Podría fijarme en su mirada y ver en ella reflejada la nuestra. La de nuestros antepasados comunes hace cientos de miles de años, y la del hombre actual, capaz por igual del mayor de los egoísmos o de una compasión suprema. Podría en ella ver el enorme peso con el que tiene que cargar, el de la responsabilidad del jefe del grupo. Podría intuir su fuerza, pero sobre todo su fortaleza, que no siempre es lo mismo. Si me fijara bien, en su mirada podría encontrar la ternura con la que soporta las travesuras de las desvalidas nuevas generaciones del clan.
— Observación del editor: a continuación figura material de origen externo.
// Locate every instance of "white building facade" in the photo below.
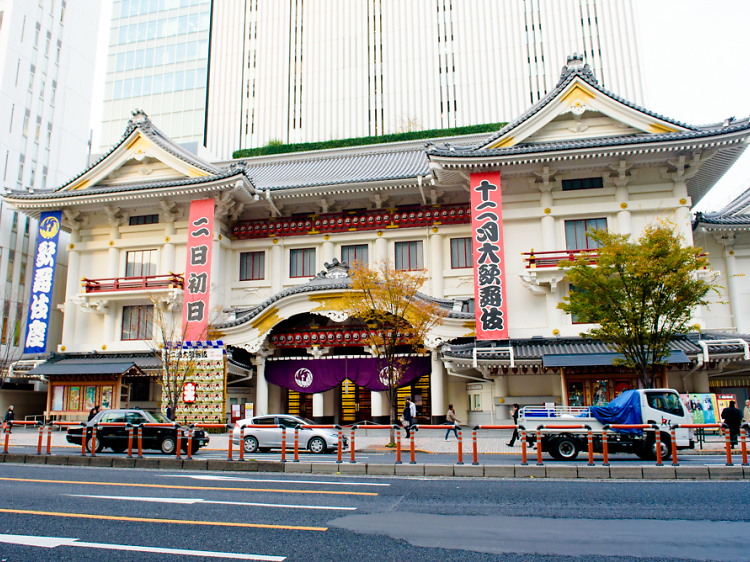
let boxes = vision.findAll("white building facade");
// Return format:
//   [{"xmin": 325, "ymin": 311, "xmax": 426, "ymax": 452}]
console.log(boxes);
[{"xmin": 8, "ymin": 55, "xmax": 750, "ymax": 428}]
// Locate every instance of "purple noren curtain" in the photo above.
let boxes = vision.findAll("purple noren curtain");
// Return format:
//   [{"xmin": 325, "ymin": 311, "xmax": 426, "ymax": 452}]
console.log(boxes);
[{"xmin": 265, "ymin": 356, "xmax": 430, "ymax": 394}]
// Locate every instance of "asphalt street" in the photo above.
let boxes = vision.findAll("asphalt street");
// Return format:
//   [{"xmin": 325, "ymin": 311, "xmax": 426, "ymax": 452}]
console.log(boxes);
[{"xmin": 0, "ymin": 463, "xmax": 748, "ymax": 561}]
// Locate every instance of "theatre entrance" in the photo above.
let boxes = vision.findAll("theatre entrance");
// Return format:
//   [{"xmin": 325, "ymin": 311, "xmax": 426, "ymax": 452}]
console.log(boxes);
[{"xmin": 340, "ymin": 379, "xmax": 371, "ymax": 424}]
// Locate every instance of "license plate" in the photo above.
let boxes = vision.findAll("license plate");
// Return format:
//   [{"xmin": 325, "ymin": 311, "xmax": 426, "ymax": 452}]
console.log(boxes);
[{"xmin": 199, "ymin": 440, "xmax": 206, "ymax": 446}]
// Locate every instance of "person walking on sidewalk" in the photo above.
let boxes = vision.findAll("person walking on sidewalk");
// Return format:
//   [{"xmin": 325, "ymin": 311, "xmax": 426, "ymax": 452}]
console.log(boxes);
[
  {"xmin": 3, "ymin": 405, "xmax": 14, "ymax": 433},
  {"xmin": 445, "ymin": 405, "xmax": 461, "ymax": 441},
  {"xmin": 743, "ymin": 400, "xmax": 750, "ymax": 424},
  {"xmin": 401, "ymin": 398, "xmax": 414, "ymax": 438},
  {"xmin": 88, "ymin": 405, "xmax": 100, "ymax": 421},
  {"xmin": 721, "ymin": 400, "xmax": 742, "ymax": 448},
  {"xmin": 507, "ymin": 404, "xmax": 520, "ymax": 447}
]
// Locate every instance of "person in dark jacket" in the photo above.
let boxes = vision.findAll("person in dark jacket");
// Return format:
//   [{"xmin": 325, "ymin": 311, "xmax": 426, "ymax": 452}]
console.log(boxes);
[
  {"xmin": 507, "ymin": 404, "xmax": 520, "ymax": 446},
  {"xmin": 402, "ymin": 398, "xmax": 414, "ymax": 438},
  {"xmin": 3, "ymin": 406, "xmax": 14, "ymax": 433},
  {"xmin": 721, "ymin": 400, "xmax": 743, "ymax": 448},
  {"xmin": 87, "ymin": 405, "xmax": 100, "ymax": 421}
]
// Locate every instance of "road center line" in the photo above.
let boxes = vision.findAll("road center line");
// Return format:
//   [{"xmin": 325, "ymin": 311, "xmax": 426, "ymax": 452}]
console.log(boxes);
[
  {"xmin": 166, "ymin": 474, "xmax": 389, "ymax": 486},
  {"xmin": 0, "ymin": 508, "xmax": 327, "ymax": 531},
  {"xmin": 0, "ymin": 477, "xmax": 377, "ymax": 496},
  {"xmin": 68, "ymin": 494, "xmax": 357, "ymax": 511}
]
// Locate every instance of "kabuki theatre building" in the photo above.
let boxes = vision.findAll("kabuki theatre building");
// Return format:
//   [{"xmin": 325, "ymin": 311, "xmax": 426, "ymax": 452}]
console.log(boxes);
[{"xmin": 8, "ymin": 55, "xmax": 750, "ymax": 424}]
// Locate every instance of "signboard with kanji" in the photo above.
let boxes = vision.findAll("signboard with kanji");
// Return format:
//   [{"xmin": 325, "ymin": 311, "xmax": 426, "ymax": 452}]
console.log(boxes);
[
  {"xmin": 182, "ymin": 198, "xmax": 215, "ymax": 341},
  {"xmin": 470, "ymin": 171, "xmax": 509, "ymax": 340}
]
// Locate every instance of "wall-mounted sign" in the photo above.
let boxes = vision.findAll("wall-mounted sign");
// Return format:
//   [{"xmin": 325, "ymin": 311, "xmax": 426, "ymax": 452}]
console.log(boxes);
[
  {"xmin": 182, "ymin": 198, "xmax": 215, "ymax": 341},
  {"xmin": 182, "ymin": 382, "xmax": 197, "ymax": 404},
  {"xmin": 24, "ymin": 211, "xmax": 62, "ymax": 354},
  {"xmin": 470, "ymin": 171, "xmax": 509, "ymax": 340},
  {"xmin": 466, "ymin": 383, "xmax": 485, "ymax": 391}
]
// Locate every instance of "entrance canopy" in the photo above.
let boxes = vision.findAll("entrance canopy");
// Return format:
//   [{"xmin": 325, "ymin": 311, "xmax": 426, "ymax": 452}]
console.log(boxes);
[{"xmin": 266, "ymin": 356, "xmax": 430, "ymax": 394}]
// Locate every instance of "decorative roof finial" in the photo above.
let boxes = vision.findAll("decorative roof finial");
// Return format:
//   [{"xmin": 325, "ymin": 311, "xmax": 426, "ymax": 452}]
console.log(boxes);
[
  {"xmin": 558, "ymin": 53, "xmax": 596, "ymax": 86},
  {"xmin": 567, "ymin": 53, "xmax": 585, "ymax": 67},
  {"xmin": 127, "ymin": 109, "xmax": 151, "ymax": 128}
]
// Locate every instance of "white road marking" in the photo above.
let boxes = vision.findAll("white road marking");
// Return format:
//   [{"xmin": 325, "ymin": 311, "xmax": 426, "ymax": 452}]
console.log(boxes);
[
  {"xmin": 68, "ymin": 494, "xmax": 357, "ymax": 511},
  {"xmin": 0, "ymin": 534, "xmax": 284, "ymax": 560},
  {"xmin": 166, "ymin": 474, "xmax": 390, "ymax": 486}
]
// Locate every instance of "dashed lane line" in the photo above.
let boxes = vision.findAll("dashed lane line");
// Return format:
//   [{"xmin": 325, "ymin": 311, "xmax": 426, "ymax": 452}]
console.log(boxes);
[
  {"xmin": 0, "ymin": 477, "xmax": 378, "ymax": 496},
  {"xmin": 0, "ymin": 509, "xmax": 327, "ymax": 531},
  {"xmin": 69, "ymin": 494, "xmax": 358, "ymax": 511},
  {"xmin": 166, "ymin": 474, "xmax": 389, "ymax": 486}
]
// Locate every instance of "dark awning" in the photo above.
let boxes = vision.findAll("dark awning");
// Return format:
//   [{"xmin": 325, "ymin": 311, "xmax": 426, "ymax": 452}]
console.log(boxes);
[
  {"xmin": 27, "ymin": 361, "xmax": 141, "ymax": 376},
  {"xmin": 542, "ymin": 350, "xmax": 690, "ymax": 368}
]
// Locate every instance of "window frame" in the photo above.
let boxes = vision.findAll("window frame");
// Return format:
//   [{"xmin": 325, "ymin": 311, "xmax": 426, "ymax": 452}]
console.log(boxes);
[
  {"xmin": 394, "ymin": 240, "xmax": 424, "ymax": 271},
  {"xmin": 121, "ymin": 304, "xmax": 154, "ymax": 341},
  {"xmin": 564, "ymin": 218, "xmax": 608, "ymax": 251},
  {"xmin": 341, "ymin": 244, "xmax": 368, "ymax": 266},
  {"xmin": 239, "ymin": 251, "xmax": 265, "ymax": 281},
  {"xmin": 125, "ymin": 249, "xmax": 157, "ymax": 278},
  {"xmin": 290, "ymin": 248, "xmax": 316, "ymax": 278},
  {"xmin": 450, "ymin": 237, "xmax": 472, "ymax": 269},
  {"xmin": 562, "ymin": 177, "xmax": 604, "ymax": 191}
]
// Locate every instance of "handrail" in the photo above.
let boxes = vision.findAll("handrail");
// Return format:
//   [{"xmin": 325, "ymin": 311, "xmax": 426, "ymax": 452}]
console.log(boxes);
[{"xmin": 82, "ymin": 273, "xmax": 184, "ymax": 293}]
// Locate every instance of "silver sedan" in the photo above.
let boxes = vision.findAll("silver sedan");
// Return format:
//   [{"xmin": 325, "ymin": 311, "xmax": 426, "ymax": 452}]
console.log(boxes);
[{"xmin": 232, "ymin": 415, "xmax": 348, "ymax": 454}]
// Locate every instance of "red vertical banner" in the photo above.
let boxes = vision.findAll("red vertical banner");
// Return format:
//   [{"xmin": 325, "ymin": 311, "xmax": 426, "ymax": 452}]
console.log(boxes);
[
  {"xmin": 182, "ymin": 198, "xmax": 215, "ymax": 341},
  {"xmin": 470, "ymin": 171, "xmax": 509, "ymax": 340}
]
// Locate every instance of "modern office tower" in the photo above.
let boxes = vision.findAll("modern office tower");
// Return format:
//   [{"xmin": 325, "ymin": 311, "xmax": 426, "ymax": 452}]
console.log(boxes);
[
  {"xmin": 205, "ymin": 0, "xmax": 644, "ymax": 159},
  {"xmin": 98, "ymin": 0, "xmax": 211, "ymax": 151},
  {"xmin": 0, "ymin": 0, "xmax": 96, "ymax": 411}
]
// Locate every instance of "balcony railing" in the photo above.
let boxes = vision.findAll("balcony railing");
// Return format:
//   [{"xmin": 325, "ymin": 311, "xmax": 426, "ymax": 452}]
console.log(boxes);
[
  {"xmin": 522, "ymin": 249, "xmax": 598, "ymax": 269},
  {"xmin": 82, "ymin": 273, "xmax": 184, "ymax": 293}
]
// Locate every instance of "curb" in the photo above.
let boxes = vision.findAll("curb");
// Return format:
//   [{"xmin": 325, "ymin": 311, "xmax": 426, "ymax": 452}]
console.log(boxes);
[{"xmin": 2, "ymin": 454, "xmax": 749, "ymax": 480}]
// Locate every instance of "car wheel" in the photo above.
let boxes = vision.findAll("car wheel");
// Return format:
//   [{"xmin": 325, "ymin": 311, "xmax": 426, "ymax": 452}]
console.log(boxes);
[
  {"xmin": 160, "ymin": 436, "xmax": 177, "ymax": 455},
  {"xmin": 86, "ymin": 436, "xmax": 104, "ymax": 453},
  {"xmin": 551, "ymin": 437, "xmax": 579, "ymax": 461},
  {"xmin": 308, "ymin": 437, "xmax": 327, "ymax": 454},
  {"xmin": 244, "ymin": 436, "xmax": 259, "ymax": 454},
  {"xmin": 110, "ymin": 445, "xmax": 127, "ymax": 454}
]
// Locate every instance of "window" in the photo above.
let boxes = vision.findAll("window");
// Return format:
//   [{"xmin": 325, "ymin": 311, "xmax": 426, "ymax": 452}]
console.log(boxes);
[
  {"xmin": 125, "ymin": 412, "xmax": 147, "ymax": 425},
  {"xmin": 565, "ymin": 218, "xmax": 607, "ymax": 251},
  {"xmin": 101, "ymin": 412, "xmax": 126, "ymax": 423},
  {"xmin": 341, "ymin": 244, "xmax": 368, "ymax": 265},
  {"xmin": 562, "ymin": 177, "xmax": 604, "ymax": 191},
  {"xmin": 240, "ymin": 251, "xmax": 265, "ymax": 281},
  {"xmin": 395, "ymin": 241, "xmax": 424, "ymax": 271},
  {"xmin": 461, "ymin": 298, "xmax": 475, "ymax": 313},
  {"xmin": 450, "ymin": 238, "xmax": 472, "ymax": 268},
  {"xmin": 253, "ymin": 417, "xmax": 277, "ymax": 425},
  {"xmin": 22, "ymin": 112, "xmax": 29, "ymax": 137},
  {"xmin": 290, "ymin": 248, "xmax": 315, "ymax": 278},
  {"xmin": 129, "ymin": 214, "xmax": 159, "ymax": 226},
  {"xmin": 646, "ymin": 392, "xmax": 684, "ymax": 417},
  {"xmin": 121, "ymin": 305, "xmax": 153, "ymax": 340},
  {"xmin": 125, "ymin": 250, "xmax": 157, "ymax": 277},
  {"xmin": 469, "ymin": 393, "xmax": 482, "ymax": 411}
]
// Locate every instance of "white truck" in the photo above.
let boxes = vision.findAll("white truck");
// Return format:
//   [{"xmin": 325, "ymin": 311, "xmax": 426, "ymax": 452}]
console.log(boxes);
[{"xmin": 519, "ymin": 389, "xmax": 694, "ymax": 461}]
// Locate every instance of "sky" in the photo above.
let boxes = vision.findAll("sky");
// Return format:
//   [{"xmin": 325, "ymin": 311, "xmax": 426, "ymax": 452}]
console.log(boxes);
[
  {"xmin": 636, "ymin": 0, "xmax": 750, "ymax": 212},
  {"xmin": 88, "ymin": 1, "xmax": 750, "ymax": 212}
]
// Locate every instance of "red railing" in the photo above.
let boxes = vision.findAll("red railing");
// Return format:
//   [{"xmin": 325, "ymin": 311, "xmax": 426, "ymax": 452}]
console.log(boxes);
[
  {"xmin": 82, "ymin": 273, "xmax": 184, "ymax": 293},
  {"xmin": 522, "ymin": 249, "xmax": 598, "ymax": 269}
]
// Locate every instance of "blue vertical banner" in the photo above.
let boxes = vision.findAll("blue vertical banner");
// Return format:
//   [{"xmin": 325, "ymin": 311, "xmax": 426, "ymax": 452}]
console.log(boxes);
[{"xmin": 24, "ymin": 210, "xmax": 62, "ymax": 354}]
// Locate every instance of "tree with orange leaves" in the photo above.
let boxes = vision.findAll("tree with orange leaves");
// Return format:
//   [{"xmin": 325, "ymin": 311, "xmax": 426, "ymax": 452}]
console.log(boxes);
[{"xmin": 341, "ymin": 260, "xmax": 446, "ymax": 444}]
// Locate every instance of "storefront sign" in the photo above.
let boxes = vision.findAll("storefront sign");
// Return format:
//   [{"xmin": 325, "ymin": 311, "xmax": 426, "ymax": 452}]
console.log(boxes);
[
  {"xmin": 182, "ymin": 382, "xmax": 197, "ymax": 403},
  {"xmin": 24, "ymin": 211, "xmax": 62, "ymax": 354},
  {"xmin": 470, "ymin": 171, "xmax": 509, "ymax": 340},
  {"xmin": 182, "ymin": 198, "xmax": 215, "ymax": 341}
]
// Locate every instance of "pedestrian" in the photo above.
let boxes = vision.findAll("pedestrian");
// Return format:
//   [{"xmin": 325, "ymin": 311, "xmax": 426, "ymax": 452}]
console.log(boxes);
[
  {"xmin": 166, "ymin": 405, "xmax": 173, "ymax": 421},
  {"xmin": 409, "ymin": 397, "xmax": 417, "ymax": 421},
  {"xmin": 507, "ymin": 404, "xmax": 520, "ymax": 447},
  {"xmin": 445, "ymin": 404, "xmax": 460, "ymax": 441},
  {"xmin": 401, "ymin": 398, "xmax": 414, "ymax": 438},
  {"xmin": 88, "ymin": 405, "xmax": 100, "ymax": 421},
  {"xmin": 3, "ymin": 405, "xmax": 14, "ymax": 433},
  {"xmin": 721, "ymin": 400, "xmax": 743, "ymax": 448},
  {"xmin": 744, "ymin": 400, "xmax": 750, "ymax": 424}
]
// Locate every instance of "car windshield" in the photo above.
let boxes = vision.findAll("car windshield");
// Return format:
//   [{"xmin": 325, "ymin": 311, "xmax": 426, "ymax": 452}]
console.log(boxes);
[
  {"xmin": 150, "ymin": 412, "xmax": 171, "ymax": 423},
  {"xmin": 297, "ymin": 417, "xmax": 315, "ymax": 426},
  {"xmin": 646, "ymin": 392, "xmax": 684, "ymax": 416}
]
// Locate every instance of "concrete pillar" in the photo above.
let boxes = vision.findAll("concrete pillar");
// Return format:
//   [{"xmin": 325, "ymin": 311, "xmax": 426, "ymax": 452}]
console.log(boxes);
[
  {"xmin": 725, "ymin": 249, "xmax": 745, "ymax": 333},
  {"xmin": 430, "ymin": 232, "xmax": 444, "ymax": 298},
  {"xmin": 61, "ymin": 230, "xmax": 81, "ymax": 349},
  {"xmin": 494, "ymin": 375, "xmax": 510, "ymax": 421},
  {"xmin": 271, "ymin": 242, "xmax": 283, "ymax": 293},
  {"xmin": 673, "ymin": 180, "xmax": 693, "ymax": 241},
  {"xmin": 268, "ymin": 382, "xmax": 282, "ymax": 414},
  {"xmin": 322, "ymin": 238, "xmax": 335, "ymax": 263},
  {"xmin": 540, "ymin": 190, "xmax": 556, "ymax": 252},
  {"xmin": 615, "ymin": 186, "xmax": 632, "ymax": 236},
  {"xmin": 323, "ymin": 388, "xmax": 335, "ymax": 419},
  {"xmin": 312, "ymin": 393, "xmax": 324, "ymax": 420},
  {"xmin": 102, "ymin": 225, "xmax": 120, "ymax": 348},
  {"xmin": 374, "ymin": 236, "xmax": 387, "ymax": 264},
  {"xmin": 162, "ymin": 220, "xmax": 176, "ymax": 274},
  {"xmin": 430, "ymin": 351, "xmax": 447, "ymax": 423},
  {"xmin": 693, "ymin": 370, "xmax": 710, "ymax": 394},
  {"xmin": 254, "ymin": 357, "xmax": 268, "ymax": 416}
]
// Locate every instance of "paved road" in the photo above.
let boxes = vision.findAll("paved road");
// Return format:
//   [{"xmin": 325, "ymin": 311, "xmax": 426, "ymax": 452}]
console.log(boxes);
[{"xmin": 0, "ymin": 463, "xmax": 748, "ymax": 561}]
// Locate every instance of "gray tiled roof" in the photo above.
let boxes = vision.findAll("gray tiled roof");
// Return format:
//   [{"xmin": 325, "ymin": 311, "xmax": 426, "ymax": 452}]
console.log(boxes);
[
  {"xmin": 693, "ymin": 186, "xmax": 750, "ymax": 229},
  {"xmin": 237, "ymin": 148, "xmax": 429, "ymax": 192}
]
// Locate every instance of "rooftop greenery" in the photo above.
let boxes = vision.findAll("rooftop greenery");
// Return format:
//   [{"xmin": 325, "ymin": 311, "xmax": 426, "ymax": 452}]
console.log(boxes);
[{"xmin": 232, "ymin": 122, "xmax": 507, "ymax": 159}]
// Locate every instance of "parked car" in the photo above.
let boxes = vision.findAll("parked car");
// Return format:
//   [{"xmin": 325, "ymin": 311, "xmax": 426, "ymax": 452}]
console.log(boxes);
[
  {"xmin": 66, "ymin": 409, "xmax": 209, "ymax": 455},
  {"xmin": 232, "ymin": 415, "xmax": 347, "ymax": 454}
]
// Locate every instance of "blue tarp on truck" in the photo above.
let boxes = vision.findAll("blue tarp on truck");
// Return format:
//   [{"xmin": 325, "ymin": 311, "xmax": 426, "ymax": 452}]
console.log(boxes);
[{"xmin": 589, "ymin": 390, "xmax": 643, "ymax": 434}]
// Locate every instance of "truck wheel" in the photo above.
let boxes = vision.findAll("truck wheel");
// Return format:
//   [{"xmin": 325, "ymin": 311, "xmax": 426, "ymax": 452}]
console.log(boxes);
[
  {"xmin": 551, "ymin": 437, "xmax": 579, "ymax": 461},
  {"xmin": 639, "ymin": 434, "xmax": 671, "ymax": 461}
]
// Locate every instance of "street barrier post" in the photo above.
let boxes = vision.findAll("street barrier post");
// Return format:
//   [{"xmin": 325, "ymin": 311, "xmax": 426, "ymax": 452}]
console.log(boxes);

Y también la soledad del patriarca, la del viejo jefe espalda plateada, la del que se sabe necesitado, sabedor de que de él depende la vida o la muerte de los suyos. Podría ver reflejada en sus ojos negros la virginidad de sus selvas siempre verdes, el profundo y romántico misterio que emana de lo más profundo de sus junglas, pero también la cruda realidad de una naturaleza violada por nosotros. Podría fijarme en su mirada y alcanzar a tocar su tristeza, su resignación ante el abismo al que sus hermanos lo hemos empujado, cercado y perseguido hasta llevarlo a una situación crítica.
Podría ver todo eso en su mirada y mucho más... si en realidad fuera su mirada. Por eso no puedo.
Y no lo es porque está muerto, disecado. Alguien lo mató. Un día fue un ser vivo con un alma noble, pero hoy ya no lo es. Es solo una representación inerte. Ahora los ojos a los que miro son en realidad unos ojos de cristal.
¡Qué pobreza la del alma humana, robarle la vida a su mirada!